MOZAIK

Rabu, 03 Mei 2017 | 11:00 WIB

Ternyata Semir Rambut dengan Warna ini Disunahkan!

Ternyata Semir Rambut dengan Warna ini Disunahkan!
(Foto: Ilustrasi)


MEWARNAI atau menyemir rambut (Arab: khidob; shibgoh) hukumnya boleh dalam Islam dengan syarat asal bahan yang dibuat mengecat rambut suci, tidak najis dan tidak membahayakan.

Karena mewarnai rambut itu boleh, maka wudhu, mandi junub dan shalatnya sah.



Dalam sebuah hadits riwayat Tirmidzi dan Nasai Nabi bersabda, "Rubahlah (warna) uban dan jangan serupakan dirimu dengan Yahudi."

Dalam menjelaskan hadits ini Al-Mubarak dalam kitab Tuhfadzul Ahwadzi menjelaskan bahwa mewarnai rambut yang sudah uban itu sunnah sebagaimana dilakukan oleh sebagian Sahabat seperti Abu Bakar dan Umar bin Khattab; sedang sebagian yang lain seperti Ali bin Abu Thalib tidak melakukannya.

Adapun warna yang dipakai hendaknya selain warna hitam karena ada larangan dari Nabi. Dalam hadits sahih riwayat Muslim dan lainnya (selain Bukhari dan Tirmidzi) diriwayatkan:


"Tatkala Abubakar membawa ayahnya Abu Kuhafah ke hadapan Nabi pada hari penaklukan Makkah, sedang Nabi melihat rambutnya bagaikan pohon tsaghamah yang serba putih buahnya maupun bunganya, maka Nabi bersabda: ... ubahlah ini (uban) tetapi jauhilah warna hitam."

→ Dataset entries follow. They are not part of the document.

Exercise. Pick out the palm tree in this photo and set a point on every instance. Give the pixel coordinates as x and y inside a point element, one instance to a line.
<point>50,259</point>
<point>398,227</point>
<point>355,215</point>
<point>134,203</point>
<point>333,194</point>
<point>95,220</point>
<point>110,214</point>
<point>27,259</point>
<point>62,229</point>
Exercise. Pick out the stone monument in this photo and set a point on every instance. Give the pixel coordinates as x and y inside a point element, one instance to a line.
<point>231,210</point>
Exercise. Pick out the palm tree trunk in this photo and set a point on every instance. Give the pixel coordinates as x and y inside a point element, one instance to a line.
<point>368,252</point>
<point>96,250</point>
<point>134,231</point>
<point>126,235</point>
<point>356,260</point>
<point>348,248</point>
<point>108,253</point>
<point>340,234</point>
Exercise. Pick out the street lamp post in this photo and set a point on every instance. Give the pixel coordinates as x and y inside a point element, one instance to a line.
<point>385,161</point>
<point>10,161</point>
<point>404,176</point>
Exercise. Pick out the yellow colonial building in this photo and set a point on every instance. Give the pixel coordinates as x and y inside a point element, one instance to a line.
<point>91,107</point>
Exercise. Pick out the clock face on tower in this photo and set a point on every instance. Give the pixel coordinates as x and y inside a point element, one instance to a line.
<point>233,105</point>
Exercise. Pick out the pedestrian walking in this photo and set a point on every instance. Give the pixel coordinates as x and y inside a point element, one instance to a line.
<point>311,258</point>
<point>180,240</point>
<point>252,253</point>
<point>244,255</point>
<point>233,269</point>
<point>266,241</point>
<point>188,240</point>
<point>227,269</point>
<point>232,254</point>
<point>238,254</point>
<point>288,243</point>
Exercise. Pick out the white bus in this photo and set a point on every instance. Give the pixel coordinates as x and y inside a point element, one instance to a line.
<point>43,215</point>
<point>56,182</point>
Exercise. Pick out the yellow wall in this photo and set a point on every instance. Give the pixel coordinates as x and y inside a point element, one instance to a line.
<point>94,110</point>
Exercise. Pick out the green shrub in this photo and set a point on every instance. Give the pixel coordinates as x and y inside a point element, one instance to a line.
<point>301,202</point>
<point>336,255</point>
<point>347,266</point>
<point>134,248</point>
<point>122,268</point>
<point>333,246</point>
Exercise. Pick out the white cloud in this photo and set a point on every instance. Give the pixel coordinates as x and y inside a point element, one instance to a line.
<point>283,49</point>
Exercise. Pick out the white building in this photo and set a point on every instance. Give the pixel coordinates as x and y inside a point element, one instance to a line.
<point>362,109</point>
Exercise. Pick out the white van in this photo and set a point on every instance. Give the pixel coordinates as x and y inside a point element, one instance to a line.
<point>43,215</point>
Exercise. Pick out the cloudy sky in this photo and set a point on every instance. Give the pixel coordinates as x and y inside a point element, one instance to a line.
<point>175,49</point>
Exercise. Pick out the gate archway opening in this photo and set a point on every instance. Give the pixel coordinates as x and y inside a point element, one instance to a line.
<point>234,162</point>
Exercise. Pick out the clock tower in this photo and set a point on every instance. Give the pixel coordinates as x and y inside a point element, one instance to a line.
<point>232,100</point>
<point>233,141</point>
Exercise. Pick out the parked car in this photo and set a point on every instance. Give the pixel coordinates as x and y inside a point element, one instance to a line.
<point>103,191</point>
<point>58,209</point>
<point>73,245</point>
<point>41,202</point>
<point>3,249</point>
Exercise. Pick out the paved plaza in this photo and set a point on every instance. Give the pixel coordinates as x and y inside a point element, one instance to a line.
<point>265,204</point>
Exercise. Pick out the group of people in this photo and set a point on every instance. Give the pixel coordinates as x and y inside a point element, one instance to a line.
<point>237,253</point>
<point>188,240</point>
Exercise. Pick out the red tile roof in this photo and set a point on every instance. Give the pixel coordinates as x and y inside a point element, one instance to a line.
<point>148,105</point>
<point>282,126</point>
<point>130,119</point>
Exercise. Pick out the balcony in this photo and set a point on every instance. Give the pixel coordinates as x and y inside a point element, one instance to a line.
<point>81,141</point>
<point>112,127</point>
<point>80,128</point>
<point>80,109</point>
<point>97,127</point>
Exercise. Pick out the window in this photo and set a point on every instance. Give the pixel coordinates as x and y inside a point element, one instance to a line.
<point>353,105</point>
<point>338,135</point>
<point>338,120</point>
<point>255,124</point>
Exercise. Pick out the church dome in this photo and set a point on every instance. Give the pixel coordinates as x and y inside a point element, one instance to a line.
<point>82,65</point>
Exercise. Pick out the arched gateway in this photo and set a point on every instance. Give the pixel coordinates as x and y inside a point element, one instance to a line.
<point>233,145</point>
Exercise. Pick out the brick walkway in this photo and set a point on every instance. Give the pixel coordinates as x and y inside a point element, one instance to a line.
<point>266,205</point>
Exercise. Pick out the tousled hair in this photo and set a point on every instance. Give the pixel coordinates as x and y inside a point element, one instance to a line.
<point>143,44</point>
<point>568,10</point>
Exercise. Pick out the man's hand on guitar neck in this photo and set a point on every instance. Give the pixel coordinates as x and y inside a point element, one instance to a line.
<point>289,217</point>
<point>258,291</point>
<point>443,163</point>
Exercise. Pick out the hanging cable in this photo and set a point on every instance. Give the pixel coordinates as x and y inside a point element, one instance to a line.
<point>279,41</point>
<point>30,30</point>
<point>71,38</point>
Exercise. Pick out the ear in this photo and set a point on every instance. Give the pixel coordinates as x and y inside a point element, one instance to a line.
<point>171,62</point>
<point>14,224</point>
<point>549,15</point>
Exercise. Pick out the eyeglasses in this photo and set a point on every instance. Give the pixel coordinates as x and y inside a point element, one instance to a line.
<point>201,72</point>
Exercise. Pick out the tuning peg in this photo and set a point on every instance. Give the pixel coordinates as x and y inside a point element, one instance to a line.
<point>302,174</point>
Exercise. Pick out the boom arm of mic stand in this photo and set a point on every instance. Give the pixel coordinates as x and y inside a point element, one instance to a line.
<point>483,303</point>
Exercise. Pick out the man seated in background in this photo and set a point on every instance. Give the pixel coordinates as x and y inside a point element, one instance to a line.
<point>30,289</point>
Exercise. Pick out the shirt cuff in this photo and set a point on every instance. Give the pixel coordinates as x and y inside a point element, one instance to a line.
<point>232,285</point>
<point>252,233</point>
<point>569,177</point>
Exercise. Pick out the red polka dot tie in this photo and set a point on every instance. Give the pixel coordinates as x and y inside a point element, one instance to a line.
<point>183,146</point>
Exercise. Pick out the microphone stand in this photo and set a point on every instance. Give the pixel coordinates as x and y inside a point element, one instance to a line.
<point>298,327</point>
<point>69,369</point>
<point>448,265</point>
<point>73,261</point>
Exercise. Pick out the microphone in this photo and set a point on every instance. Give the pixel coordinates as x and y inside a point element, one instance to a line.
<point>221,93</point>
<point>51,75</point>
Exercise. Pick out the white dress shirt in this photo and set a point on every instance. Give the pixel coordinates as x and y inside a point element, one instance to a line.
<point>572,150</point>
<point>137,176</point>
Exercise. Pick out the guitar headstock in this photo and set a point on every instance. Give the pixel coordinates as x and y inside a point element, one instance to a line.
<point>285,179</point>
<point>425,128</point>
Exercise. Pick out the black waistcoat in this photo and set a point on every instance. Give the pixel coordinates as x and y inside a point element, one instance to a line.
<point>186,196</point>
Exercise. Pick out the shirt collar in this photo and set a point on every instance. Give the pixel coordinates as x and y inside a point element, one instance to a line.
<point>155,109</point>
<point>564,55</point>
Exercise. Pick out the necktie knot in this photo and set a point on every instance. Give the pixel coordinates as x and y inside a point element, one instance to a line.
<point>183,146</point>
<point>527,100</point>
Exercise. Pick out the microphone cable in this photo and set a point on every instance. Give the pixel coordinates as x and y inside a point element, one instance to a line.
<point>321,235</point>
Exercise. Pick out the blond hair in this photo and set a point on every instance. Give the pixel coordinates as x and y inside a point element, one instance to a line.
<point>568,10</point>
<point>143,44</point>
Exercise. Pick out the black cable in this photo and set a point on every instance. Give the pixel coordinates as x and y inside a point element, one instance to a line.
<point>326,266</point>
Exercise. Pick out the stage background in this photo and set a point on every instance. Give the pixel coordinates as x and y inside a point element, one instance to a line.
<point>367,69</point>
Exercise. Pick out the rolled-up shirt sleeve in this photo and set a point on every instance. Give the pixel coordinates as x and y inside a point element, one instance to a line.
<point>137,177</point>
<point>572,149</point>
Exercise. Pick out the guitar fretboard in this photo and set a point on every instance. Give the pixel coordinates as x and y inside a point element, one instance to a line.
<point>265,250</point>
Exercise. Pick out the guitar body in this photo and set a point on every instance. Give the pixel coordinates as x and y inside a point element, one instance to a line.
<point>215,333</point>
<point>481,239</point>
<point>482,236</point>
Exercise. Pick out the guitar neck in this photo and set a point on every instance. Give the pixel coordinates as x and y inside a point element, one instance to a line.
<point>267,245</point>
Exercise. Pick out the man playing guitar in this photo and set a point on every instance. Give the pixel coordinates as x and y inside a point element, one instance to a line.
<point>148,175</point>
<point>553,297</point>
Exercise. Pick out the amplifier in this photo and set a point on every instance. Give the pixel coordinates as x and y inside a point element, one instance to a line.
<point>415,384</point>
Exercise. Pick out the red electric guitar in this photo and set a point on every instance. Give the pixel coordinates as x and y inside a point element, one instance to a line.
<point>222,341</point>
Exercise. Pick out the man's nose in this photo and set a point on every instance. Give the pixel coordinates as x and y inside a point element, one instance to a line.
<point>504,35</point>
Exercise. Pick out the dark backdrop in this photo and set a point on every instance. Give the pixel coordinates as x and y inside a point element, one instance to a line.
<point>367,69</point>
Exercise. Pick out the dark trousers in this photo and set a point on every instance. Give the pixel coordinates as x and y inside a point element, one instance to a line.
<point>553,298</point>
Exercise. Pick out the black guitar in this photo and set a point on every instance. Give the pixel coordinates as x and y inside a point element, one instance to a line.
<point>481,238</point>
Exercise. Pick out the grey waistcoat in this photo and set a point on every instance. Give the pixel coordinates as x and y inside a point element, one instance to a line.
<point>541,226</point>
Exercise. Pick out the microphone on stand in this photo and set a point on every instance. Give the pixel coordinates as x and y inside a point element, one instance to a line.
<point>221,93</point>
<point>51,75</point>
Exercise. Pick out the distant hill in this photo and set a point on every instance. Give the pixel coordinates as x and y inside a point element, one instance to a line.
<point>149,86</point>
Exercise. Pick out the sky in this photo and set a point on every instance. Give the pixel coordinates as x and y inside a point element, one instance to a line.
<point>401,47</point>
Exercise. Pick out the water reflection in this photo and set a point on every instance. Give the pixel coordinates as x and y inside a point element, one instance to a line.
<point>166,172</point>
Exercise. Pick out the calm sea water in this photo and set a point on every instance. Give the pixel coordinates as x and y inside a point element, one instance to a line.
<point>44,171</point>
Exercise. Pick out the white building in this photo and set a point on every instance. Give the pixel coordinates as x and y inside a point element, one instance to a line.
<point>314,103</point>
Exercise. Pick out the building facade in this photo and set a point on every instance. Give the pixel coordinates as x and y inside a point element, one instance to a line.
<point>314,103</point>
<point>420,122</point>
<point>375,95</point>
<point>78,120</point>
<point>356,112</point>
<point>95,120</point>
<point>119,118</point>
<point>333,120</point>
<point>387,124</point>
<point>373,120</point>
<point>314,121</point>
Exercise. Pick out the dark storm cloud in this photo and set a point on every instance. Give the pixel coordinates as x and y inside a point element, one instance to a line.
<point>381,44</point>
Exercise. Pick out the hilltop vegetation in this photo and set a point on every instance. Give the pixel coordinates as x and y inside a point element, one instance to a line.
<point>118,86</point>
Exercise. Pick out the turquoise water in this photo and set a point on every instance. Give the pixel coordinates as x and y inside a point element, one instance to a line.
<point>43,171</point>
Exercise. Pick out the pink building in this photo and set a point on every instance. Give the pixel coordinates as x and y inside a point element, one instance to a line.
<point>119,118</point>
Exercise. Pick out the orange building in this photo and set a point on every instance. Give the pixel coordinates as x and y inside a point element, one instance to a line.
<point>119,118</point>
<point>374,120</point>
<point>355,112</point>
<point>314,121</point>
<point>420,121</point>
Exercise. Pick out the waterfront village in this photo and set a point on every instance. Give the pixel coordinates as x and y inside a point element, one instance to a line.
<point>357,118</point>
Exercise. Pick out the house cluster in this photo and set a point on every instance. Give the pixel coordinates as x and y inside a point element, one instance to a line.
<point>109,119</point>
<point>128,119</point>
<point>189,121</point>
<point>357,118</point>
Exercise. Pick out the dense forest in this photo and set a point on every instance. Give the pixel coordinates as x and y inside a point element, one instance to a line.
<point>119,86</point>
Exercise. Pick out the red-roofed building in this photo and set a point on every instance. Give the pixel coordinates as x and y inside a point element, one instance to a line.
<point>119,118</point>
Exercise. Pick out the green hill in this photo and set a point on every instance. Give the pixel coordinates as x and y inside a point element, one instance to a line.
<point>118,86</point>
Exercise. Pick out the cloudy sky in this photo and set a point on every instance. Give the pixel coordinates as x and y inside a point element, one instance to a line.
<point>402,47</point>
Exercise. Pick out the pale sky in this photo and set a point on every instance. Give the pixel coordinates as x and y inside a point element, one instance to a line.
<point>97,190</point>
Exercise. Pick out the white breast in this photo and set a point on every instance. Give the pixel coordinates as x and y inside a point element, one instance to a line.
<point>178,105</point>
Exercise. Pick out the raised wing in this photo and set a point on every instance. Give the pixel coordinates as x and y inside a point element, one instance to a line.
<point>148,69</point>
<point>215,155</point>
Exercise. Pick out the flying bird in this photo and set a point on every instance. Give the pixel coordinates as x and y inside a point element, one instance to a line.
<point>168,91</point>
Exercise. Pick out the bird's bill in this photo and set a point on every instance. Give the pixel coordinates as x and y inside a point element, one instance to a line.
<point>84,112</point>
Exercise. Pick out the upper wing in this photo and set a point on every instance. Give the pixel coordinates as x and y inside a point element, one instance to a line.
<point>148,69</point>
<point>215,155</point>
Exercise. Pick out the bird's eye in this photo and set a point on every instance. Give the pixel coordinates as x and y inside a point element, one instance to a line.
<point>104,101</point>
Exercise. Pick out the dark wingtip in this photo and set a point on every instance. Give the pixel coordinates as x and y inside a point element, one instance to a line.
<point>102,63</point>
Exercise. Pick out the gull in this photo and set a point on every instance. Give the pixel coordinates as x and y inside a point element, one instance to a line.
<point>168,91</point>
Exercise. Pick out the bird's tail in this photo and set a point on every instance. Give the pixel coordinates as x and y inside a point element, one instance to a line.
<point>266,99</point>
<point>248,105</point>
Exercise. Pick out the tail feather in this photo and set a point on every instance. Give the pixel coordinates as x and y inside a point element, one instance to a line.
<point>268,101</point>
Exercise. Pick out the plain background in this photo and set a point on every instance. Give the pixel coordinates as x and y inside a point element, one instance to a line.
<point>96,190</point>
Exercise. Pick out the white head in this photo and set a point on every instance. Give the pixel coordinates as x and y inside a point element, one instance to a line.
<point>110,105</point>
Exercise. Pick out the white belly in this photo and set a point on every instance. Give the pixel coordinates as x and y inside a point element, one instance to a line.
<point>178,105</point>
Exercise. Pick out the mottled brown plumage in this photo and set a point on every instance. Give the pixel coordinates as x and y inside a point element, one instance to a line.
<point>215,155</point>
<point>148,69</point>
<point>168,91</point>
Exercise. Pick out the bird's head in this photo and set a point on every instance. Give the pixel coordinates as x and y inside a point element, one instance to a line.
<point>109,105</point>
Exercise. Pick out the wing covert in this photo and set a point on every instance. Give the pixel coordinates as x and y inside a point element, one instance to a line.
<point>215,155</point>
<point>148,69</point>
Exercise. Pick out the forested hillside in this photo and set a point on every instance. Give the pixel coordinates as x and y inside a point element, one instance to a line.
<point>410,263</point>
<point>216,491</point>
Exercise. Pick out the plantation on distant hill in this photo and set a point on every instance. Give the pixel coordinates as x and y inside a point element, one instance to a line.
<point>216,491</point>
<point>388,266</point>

Dalam menanggapi larangan cat rambut warna hitam dalam hadits tersebut, ulama berbeda pendapat: ada yang menghukumi haram seperti Imam Nawawi ada juga yang menghukumi makruh (Lihat: Nailul Autar, 1/152).

Dalam kitab Al-Halal wal Haram fil Islam, Yusuf Qardhawi sepakat dengan pendapat yang makruh terutama bagi mereka yang usianya belum terlalu tua. Namun ia menganjurkan pada orang yang sudah sangat tua agar menghindari warna hitam.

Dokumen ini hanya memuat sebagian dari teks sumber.